Jonathan Mee
I can tokenize by writing my own function:
std::vector<std::string> Foo(const std::string& input) {
auto start = std::find(std::cbegin(input), std::cend(input), ' ');
std::vector<std::string> output { std::string(std::cbegin(input), start) };
while (start != std::cend(input)) {
const auto finish = std::find(++start, std::cend(input), ' ');
output.push_back(std::string(start, finish));
start = finish;
}
return output;
}
This has several issues, most importantly, doesn't C++ provide me something to do this? But also:
1. `Foo` includes spaces in the tokens
1. `Foo` makes a token for each space, even repeated spaces
1. `Foo` only delimits based on spaces, not other white space
Is there something better available to me?
Top Answer
Jonathan Mee
There are 4 solutions which C++ provides, listed from least to most expensive at run time:
1. [`std::strtok`](https://en.cppreference.com/w/cpp/string/byte/strtok)
1. [`std::split_view`](http://www.open-std.org/jtc1/sc22/wg21/docs/papers/2017/p0789r1.pdf)
1. [`std::istream_iterator`](https://en.cppreference.com/w/cpp/iterator/istream_iterator)
1. [`std::regex_token_iterator`](https://en.cppreference.com/w/cpp/regex/regex_token_iterator)
They are discussed in detail below:
# `std::strtok`
`std::strtok` is a destructive tokenizer meaning:
1. `std::strtok` will modify the string to be tokenized, so it cannot operate on `const std::string`s or `const char*`s, if the string to be tokenized needs to be preserved a copy must be made to use `std::strtok` upon
1. Because `std::strtok` depends upon modifications to the string to be tokenized the tokenization of multiple strings cannot be interlaced, though some implementations do support this, such as: [`strtok_s`](https://msdn.microsoft.com/en-us/library/ftsafwz3.aspx/)

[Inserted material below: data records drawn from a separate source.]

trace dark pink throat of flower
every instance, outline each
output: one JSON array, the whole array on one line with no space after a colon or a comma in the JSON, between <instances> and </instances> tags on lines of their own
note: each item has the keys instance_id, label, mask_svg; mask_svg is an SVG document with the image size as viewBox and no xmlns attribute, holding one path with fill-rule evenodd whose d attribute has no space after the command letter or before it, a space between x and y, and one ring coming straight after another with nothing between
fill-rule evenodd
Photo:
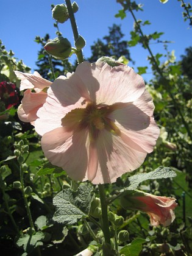
<instances>
[{"instance_id":1,"label":"dark pink throat of flower","mask_svg":"<svg viewBox=\"0 0 192 256\"><path fill-rule=\"evenodd\" d=\"M101 130L107 130L119 135L121 132L108 115L115 109L115 104L101 106L89 103L85 108L76 108L62 119L62 125L69 131L88 129L90 139L95 140Z\"/></svg>"}]
</instances>

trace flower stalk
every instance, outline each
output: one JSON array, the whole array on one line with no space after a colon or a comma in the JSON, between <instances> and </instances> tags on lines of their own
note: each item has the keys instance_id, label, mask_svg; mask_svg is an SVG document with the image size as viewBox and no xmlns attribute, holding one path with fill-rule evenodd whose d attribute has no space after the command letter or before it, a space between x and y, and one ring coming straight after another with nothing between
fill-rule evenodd
<instances>
[{"instance_id":1,"label":"flower stalk","mask_svg":"<svg viewBox=\"0 0 192 256\"><path fill-rule=\"evenodd\" d=\"M77 39L79 38L79 34L78 33L77 26L75 17L74 17L74 12L73 10L71 2L71 0L66 0L65 2L66 2L66 5L67 7L68 11L69 13L69 16L70 22L71 22L71 27L72 27L72 30L73 32L74 41L76 41ZM78 51L76 51L75 53L77 57L79 64L83 62L84 60L82 51L81 49L78 50Z\"/></svg>"},{"instance_id":2,"label":"flower stalk","mask_svg":"<svg viewBox=\"0 0 192 256\"><path fill-rule=\"evenodd\" d=\"M5 207L6 207L6 210L7 210L7 212L6 213L8 214L8 215L9 216L9 218L11 220L11 222L12 222L12 224L15 229L15 231L16 232L16 233L18 235L20 235L20 232L19 230L19 229L15 221L15 219L12 215L11 211L10 210L9 206L9 202L8 202L8 200L7 200L7 197L6 196L6 193L5 193L5 185L4 185L4 182L3 180L3 178L0 173L0 183L1 183L1 189L2 189L2 197L4 200L5 202Z\"/></svg>"},{"instance_id":3,"label":"flower stalk","mask_svg":"<svg viewBox=\"0 0 192 256\"><path fill-rule=\"evenodd\" d=\"M29 221L29 224L30 224L30 226L31 228L35 229L34 222L33 222L33 220L32 220L32 218L30 210L30 208L29 208L29 207L27 199L27 197L25 195L25 193L24 193L23 170L23 168L22 168L21 163L20 163L20 169L21 190L21 192L22 192L22 195L23 195L23 199L24 199L24 205L25 205L25 207L26 207L26 208L27 216L28 216Z\"/></svg>"},{"instance_id":4,"label":"flower stalk","mask_svg":"<svg viewBox=\"0 0 192 256\"><path fill-rule=\"evenodd\" d=\"M128 10L130 12L130 13L131 13L131 15L132 15L132 17L134 20L134 21L135 22L135 24L137 24L137 27L138 29L138 30L139 30L139 32L140 32L140 33L141 35L141 37L143 38L143 44L148 49L148 50L149 52L149 54L151 55L151 59L152 59L152 60L154 63L154 67L155 68L156 71L160 74L160 77L163 79L163 82L165 82L165 85L166 85L166 88L169 94L169 96L170 96L170 97L171 97L171 98L172 101L172 102L174 104L174 105L176 107L176 108L177 109L177 112L178 112L178 113L179 113L179 115L180 115L180 118L182 120L183 124L184 124L184 126L185 127L185 129L186 129L186 130L188 132L188 134L189 137L192 140L192 134L191 134L191 130L190 129L190 127L188 126L188 123L186 122L186 121L184 118L184 116L183 116L183 113L182 113L182 112L180 110L180 108L179 107L178 102L176 101L176 99L175 99L174 95L172 94L172 92L171 91L170 87L169 87L169 81L164 77L162 71L159 68L158 65L157 64L157 61L156 61L155 59L154 58L154 55L152 52L152 51L151 51L151 49L149 47L149 43L147 41L147 40L145 40L146 37L144 36L144 34L143 33L143 31L142 31L142 29L141 28L140 24L137 21L137 20L136 19L136 17L135 17L135 15L134 15L134 13L133 13L133 12L132 10L131 7L130 7L128 9Z\"/></svg>"},{"instance_id":5,"label":"flower stalk","mask_svg":"<svg viewBox=\"0 0 192 256\"><path fill-rule=\"evenodd\" d=\"M102 231L104 232L105 243L110 244L108 213L107 213L107 203L106 197L105 197L104 185L103 184L99 184L98 187L99 187L99 196L100 196L101 211L102 211Z\"/></svg>"}]
</instances>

1. Additionally the standard does not place any requirements upon `std::strtok` to be thread safe, though some implementations are thread safe: https://msdn.microsoft.com/en-us/library/ftsafwz3.aspx/
You could rewrite `Foo` with `std::strtok` as follows:
std::vector<std::string> Foo(std::string input) {
std::vector<std::string> output;
for (auto i = strtok(std::data(input), " "); i != nullptr; i = strtok(nullptr, " ")) {
output.push_back(i);
}
return outupt;
}
This suffers from issues **1**, **2**, and **3** as listed in your question, and really only adds the use of a C++ function for doing the tokenizing.
# `std::split_view`
In C++20 has given us `std::split_view`, the exact implementation is not yet official, but examples that we've been given describe that `Foo` should be written like:
std::vector<std::string> Foo(const std::string& input) {
std::vector<std::string> output;
for(const auto& i : input | std::ranges::views::split(' ')) {
output.emplace_back(std::cbegin(i), std::cend(i));
}
return output;
}
This suffers from issues **1**, **2**, and **3** as listed in your question, but improves over `std::strtok` by tokenizing without destroying `input`. It should be noted that the C++20 standard hasn't been finalized I've used [this resource](https://ezoeryou.github.io/blog/article/2019-01-10-range-view.html) in prototyping `std::split_view` code.
# `std::istream_iterator`
`std::istream_iterator` requires a `std::istringstream` to be created, but makes `Foo` very easy to write:
std::vector<std::string> Foo(const std::string& input) {
std::istringstream output(input);
return { std::istream_iterator<std::string>(output), std::istream_iterator<std::string>() };
}
This solves all issues listed in your question, but adds the cost of constructing a `std::istringstream`.
# `std::regex_token_iterator`
`std::regex_token_iterator` requires a regex which captures tokens. This provides greater flexability because the delimiters need not be whitespace, but requires a regex to be run on the string to be tokenized. If `Foo` were to be rewritten with a `std::regex_token_iterator` it would look something like:
std::vector<std::string> Foo(std::string input) {
std::regex output((?:^|\s*)(\S+))
return { std::sregex_token_iterator(std::cbegin(input), std::cend(input), output, 1), std::sregex_token_iterator() };
}
This solves all the issues listed in your question, but adds the cost of running a regex on the string to be tokenized.